At its June 28 board meeting, the board of directors of the National Alliance on Mental Illness (NAMI)-Dane County unanimously elected Dr. Diane C. Gooding as its chair, replacing outgoing Amanda Pirt Meyer, according to a press release issued Monday.
Gooding previously served on the NAMI-Dane County Board in the late 1990s through early 2000s, as well as the NAMI-Wisconsin board.
“I am excited and honored to assume this special leadership role for the NAMI affiliate where it all began, NAMI-Dane County.

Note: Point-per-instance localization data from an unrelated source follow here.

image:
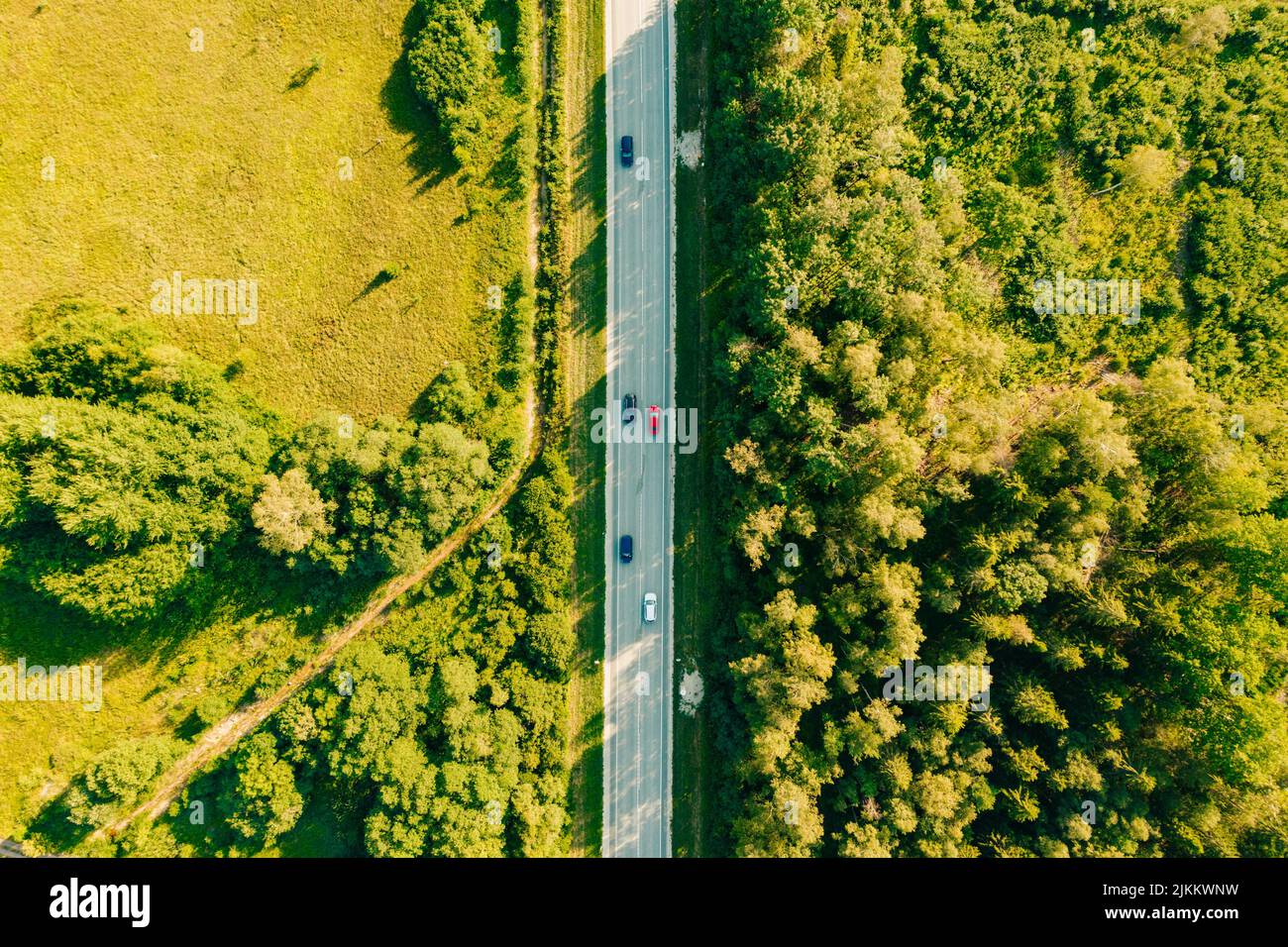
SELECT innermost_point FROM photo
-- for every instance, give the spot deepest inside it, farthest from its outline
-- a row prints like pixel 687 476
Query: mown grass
pixel 210 163
pixel 224 163
pixel 587 351
pixel 695 826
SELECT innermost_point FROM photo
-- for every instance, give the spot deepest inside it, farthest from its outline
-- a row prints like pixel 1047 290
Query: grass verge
pixel 695 828
pixel 585 356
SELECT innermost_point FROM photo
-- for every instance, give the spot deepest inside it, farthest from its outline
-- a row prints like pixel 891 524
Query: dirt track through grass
pixel 220 737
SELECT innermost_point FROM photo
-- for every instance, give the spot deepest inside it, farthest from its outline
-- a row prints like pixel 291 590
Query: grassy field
pixel 210 163
pixel 587 389
pixel 226 163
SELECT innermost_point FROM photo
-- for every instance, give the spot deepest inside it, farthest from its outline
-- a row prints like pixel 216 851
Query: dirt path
pixel 237 724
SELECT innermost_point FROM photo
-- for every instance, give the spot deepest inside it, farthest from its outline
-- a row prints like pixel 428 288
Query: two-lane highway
pixel 639 476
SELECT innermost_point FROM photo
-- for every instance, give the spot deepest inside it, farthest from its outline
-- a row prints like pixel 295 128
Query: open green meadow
pixel 233 162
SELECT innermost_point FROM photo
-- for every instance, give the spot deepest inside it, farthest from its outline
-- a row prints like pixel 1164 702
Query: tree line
pixel 922 464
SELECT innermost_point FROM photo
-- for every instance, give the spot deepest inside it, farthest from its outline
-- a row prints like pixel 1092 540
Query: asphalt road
pixel 639 476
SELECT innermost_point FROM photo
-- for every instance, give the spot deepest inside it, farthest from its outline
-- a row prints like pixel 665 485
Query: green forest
pixel 1003 368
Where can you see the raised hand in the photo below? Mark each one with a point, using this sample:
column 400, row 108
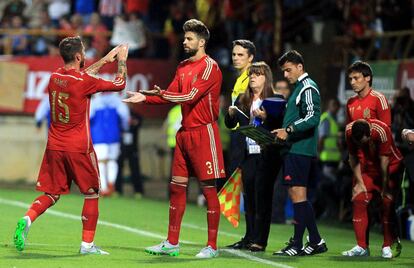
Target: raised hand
column 156, row 91
column 112, row 55
column 123, row 52
column 134, row 97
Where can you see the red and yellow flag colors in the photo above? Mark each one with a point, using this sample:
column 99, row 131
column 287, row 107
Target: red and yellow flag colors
column 229, row 198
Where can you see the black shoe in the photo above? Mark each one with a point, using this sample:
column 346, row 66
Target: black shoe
column 312, row 249
column 290, row 250
column 242, row 244
column 256, row 248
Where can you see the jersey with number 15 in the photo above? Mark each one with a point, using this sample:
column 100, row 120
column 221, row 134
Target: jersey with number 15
column 69, row 97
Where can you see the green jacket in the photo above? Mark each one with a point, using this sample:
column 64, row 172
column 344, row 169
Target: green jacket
column 303, row 112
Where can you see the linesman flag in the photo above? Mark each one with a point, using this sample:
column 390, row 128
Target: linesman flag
column 229, row 198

I humbly acknowledge the courageous and brilliant women who started the NAMI organization—Harriet Shetler, Bev Young and one of my personal Sheroes, Nancy C. Abraham,” Gooding said in a statement. “I aim to follow the august footsteps of Dr. Bob Beilman, Gail Louise Auerbach, and Dr. Corinda Rainey-Moore, all former NAMI-Dane Presidents and all dear friends of mine. I am grateful to have served as Vice President under my friend and colleague ‘Pirt’ ; I feel ready for this!”
Dr. Gooding, a professor of psychology and psychiatry at the University of Wisconsin-Madison, is a leading figure in the study of markers and predictors of risk for psychotic disorders, particularly schizophrenia. She has recently begun to lend her talents to the study of dementia as well. She has published over 100 papers in scholarly journals, as well as many essays for the lay public and was recently featured on NPR. Throughout the years, she has received teaching and research awards for her efforts to bring both a scientific and humanistic perspective to the study of severe mental illness.
Born in New York City, Diane Gooding earned her undergraduate degree from Harvard University magna cum laude and her Ph.D. in Clinical Psychology from the University of Minnesota-Twin Cities. She is an enthusiastic member of The Links, Incorporated, as well as Phi Beta Kappa. One of Dr. Gooding’s overarching goals in her new role as president, according to the press release, is to make NAMI-Dane County more accountable to its members, engage in more outreach to underrepresented communities, and continue advocacy and de-stigmatization work.